Use a Hadoop Distributed File System (HDFS) target service to write data to HDFS. To create an HDFS target service, use the HDFS target service type. You can configure the target service for target file rollover. You can also perform advanced configurations to avoid data loss in high availability and load balancing deployments.
If HDFS is Kerberos enabled, create the
hdfs
super user principal. Ensure that the Hadoop users have a Kerberos principal or keytab to get the Kerberos credentials that are required to access the cluster and use the Hadoop services.

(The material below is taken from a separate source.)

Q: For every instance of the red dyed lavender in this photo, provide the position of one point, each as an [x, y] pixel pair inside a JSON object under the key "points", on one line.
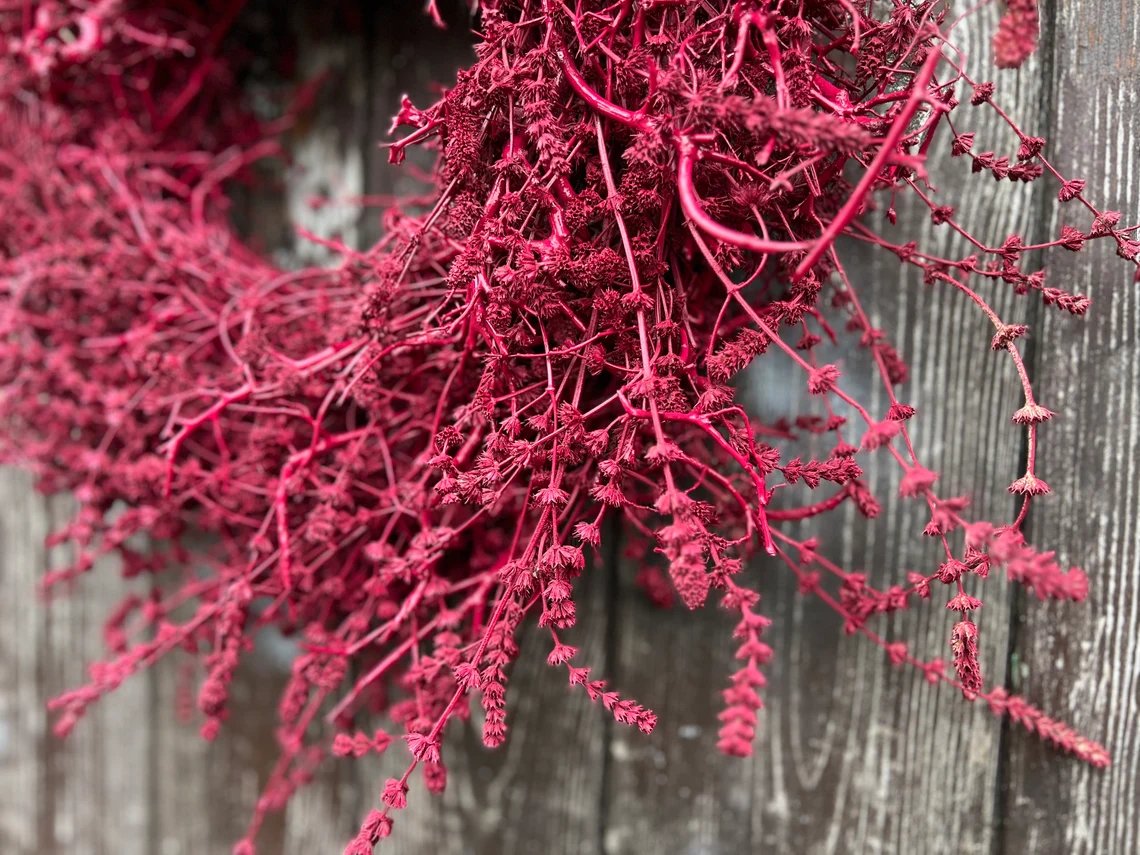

Before you deploy a data flow that uses HDFS target services, perform the following tasks:
Install the HDFS distribution that you want and set an environment variable that EDS can use to find the client libraries for the HDFS distribution. Verify that you have the client libraries installed in the path where the
EDS Node
is running.
For example, if you have a Cloudera Distribution, download the libraries from the
Cloudera Downloads page.
Set an environment variable on each host on which an HDFS target service runs. The environment variable must point to the Hadoop base directory. The environment variable is of the form
HADOOPBASEDIR=<Hadoop_Home_Directory>
. For example,
HADOOPBASEDIR=/usr/hadoop-2.0.2-alpha
.
The
Retry on Failure
and
Number of Retries
properties are not applicable for the HDFS target service.